When I bring up ADR with some of the local filmsters who rely too much on the built in mics on their i-cams, they act insulted.
I'm an editor, and had a client tell me once he wanted a scene to sound intimate and gave me an example from another film as the scene I had cut didn't have 'the right intimate sound to it'. I had to break it to him that the scene had better recorded audio because it was ADR not field recorded and his eyes bugged out. I said we could do it ADR if he wanted but told me no as they didn't have the budget and later complained that it still didn't sound intimate enough.
I actually tried doing ADR this past spring for an acting gig I'd had last summer... The director couldn't get the lavaliere to work, & lost the pole to his boom mic & was too good to try clipping it to a broom stick, & his sound girl was shorter than me....
Then, rather than call me in for ADR during principle production like he did everyone else, he called me & one or two others back some seven or eight months later, long after I'd forgotten my thirty second part.
By then, he had managed to get some nice high tech closet space a some center for the hearing impaired. Problem was, I had a cold at the time, & felt very uncomfortable being locked in a closet with someone else.

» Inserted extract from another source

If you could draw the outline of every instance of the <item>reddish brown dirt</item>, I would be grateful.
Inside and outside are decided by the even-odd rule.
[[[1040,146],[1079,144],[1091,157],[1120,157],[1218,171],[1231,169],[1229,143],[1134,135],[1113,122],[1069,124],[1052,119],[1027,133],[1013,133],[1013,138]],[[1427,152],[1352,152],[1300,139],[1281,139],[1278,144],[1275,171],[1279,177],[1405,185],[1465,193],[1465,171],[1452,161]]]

I'd never seen any of the footage before this, & should've asked for a few days to rehearse...
I also have ADHD & Aspergers' & asked to see the clock so I could better sync what I was reading with what I was saying on screen.
After about forty-five minutes, with a few breaks & sound checks in between, the director decided to go with the live audio he already had.
I was pretty embarrassed.
That's just one of many reasons I want to accumulate & master My own equipment.